Jim graduated on a Saturday and by Monday was working his first job at Chevron as a fertilizer salesman. He would confess later that one of the primary reasons he took the Chevron job was it came with a company car. He also liked to say that Chevron hired him because they found him out standing in the field, a bit of a pun referring to his rural background. Jim would go onto work for Chevron for 14 years. During his tenure, he was transfer all over the Midwest – Evansville, St Louis, Fort Madison before eventually landing in Whittier, CA.
Jim left Chevron in 1975 and started a business with a friend, West Ag Supply. In 1982 Jim’s partner bought him out. Jim started Jim Hicks and company beginning with one employee and by the time of his retirement in 2016 had grown to employee over 27 people with offices in Arizona, and Texas.

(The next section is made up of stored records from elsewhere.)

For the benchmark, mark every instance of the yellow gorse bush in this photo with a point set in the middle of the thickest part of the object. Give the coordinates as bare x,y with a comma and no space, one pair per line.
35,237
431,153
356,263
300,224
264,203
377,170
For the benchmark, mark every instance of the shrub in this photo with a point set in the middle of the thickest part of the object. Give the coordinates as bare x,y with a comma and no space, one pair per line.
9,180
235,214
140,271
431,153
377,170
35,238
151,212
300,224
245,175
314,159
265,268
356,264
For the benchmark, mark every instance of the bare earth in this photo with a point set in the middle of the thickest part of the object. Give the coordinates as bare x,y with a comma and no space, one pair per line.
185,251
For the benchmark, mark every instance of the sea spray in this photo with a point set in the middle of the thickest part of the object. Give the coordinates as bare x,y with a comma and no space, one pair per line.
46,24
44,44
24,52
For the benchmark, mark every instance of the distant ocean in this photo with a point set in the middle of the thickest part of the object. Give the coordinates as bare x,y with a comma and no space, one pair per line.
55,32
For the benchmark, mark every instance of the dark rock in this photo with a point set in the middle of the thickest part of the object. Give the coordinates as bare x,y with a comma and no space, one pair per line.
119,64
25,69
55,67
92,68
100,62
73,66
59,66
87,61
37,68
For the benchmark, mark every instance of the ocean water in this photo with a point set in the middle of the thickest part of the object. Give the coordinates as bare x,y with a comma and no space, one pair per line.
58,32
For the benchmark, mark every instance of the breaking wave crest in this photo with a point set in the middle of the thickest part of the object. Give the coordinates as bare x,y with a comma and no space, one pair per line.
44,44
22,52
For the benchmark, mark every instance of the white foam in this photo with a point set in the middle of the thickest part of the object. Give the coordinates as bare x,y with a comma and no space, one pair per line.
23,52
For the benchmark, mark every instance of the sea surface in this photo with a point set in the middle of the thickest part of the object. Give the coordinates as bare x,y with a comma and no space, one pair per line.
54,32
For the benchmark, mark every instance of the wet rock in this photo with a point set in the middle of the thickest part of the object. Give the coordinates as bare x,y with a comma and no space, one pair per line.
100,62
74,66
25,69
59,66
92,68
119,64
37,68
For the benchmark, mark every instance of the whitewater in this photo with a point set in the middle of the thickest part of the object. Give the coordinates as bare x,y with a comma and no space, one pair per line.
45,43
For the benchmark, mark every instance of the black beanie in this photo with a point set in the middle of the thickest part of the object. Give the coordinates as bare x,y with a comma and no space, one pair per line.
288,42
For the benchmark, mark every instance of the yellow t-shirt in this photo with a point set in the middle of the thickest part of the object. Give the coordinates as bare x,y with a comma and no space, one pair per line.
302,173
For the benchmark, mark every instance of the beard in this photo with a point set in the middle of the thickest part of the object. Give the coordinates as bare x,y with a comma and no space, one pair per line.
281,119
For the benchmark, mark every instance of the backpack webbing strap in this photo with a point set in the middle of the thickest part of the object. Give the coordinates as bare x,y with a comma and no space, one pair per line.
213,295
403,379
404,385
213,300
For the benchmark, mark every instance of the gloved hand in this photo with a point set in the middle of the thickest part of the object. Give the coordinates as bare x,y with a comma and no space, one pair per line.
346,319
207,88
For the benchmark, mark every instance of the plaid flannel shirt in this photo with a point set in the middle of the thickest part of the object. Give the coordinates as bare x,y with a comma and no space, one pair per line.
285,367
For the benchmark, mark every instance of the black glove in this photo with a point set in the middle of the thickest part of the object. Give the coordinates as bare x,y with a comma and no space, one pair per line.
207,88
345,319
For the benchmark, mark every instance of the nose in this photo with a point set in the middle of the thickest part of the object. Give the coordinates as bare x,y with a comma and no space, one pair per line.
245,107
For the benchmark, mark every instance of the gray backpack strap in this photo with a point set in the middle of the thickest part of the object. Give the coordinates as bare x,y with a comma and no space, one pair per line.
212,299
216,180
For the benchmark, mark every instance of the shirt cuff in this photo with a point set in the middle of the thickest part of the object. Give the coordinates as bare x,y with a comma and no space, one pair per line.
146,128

Jim was very committed to providing employees of Jim Hicks and Co with not only competitive incentives, but in many ways treated them like his own family. From nearly the onset of the company, all employees were provided with full family medical insurance. Employees were also able to participate in a no cost profit sharing plan.
During his fifty plus years working in the fertilizer industry, Jim was very well respected and participated in many agriculture associations. Throughout his career, Jim was committed to promoting Agriculture Education. He has provided generous endowments to Cal Poly Pomona, the University of Arizona and Purdue. These investments have provided countless scholarships, ensuring a generation of young people will be able to innovate and contribute to the growth of Agriculture industry for generations to come.
Jim is survived by his wife, Neta, four children, Pat, Grady, Steve, Jennifer, and daughter-in-law Marlene.
Published by Los Angeles Times on Sep. 18, 2022.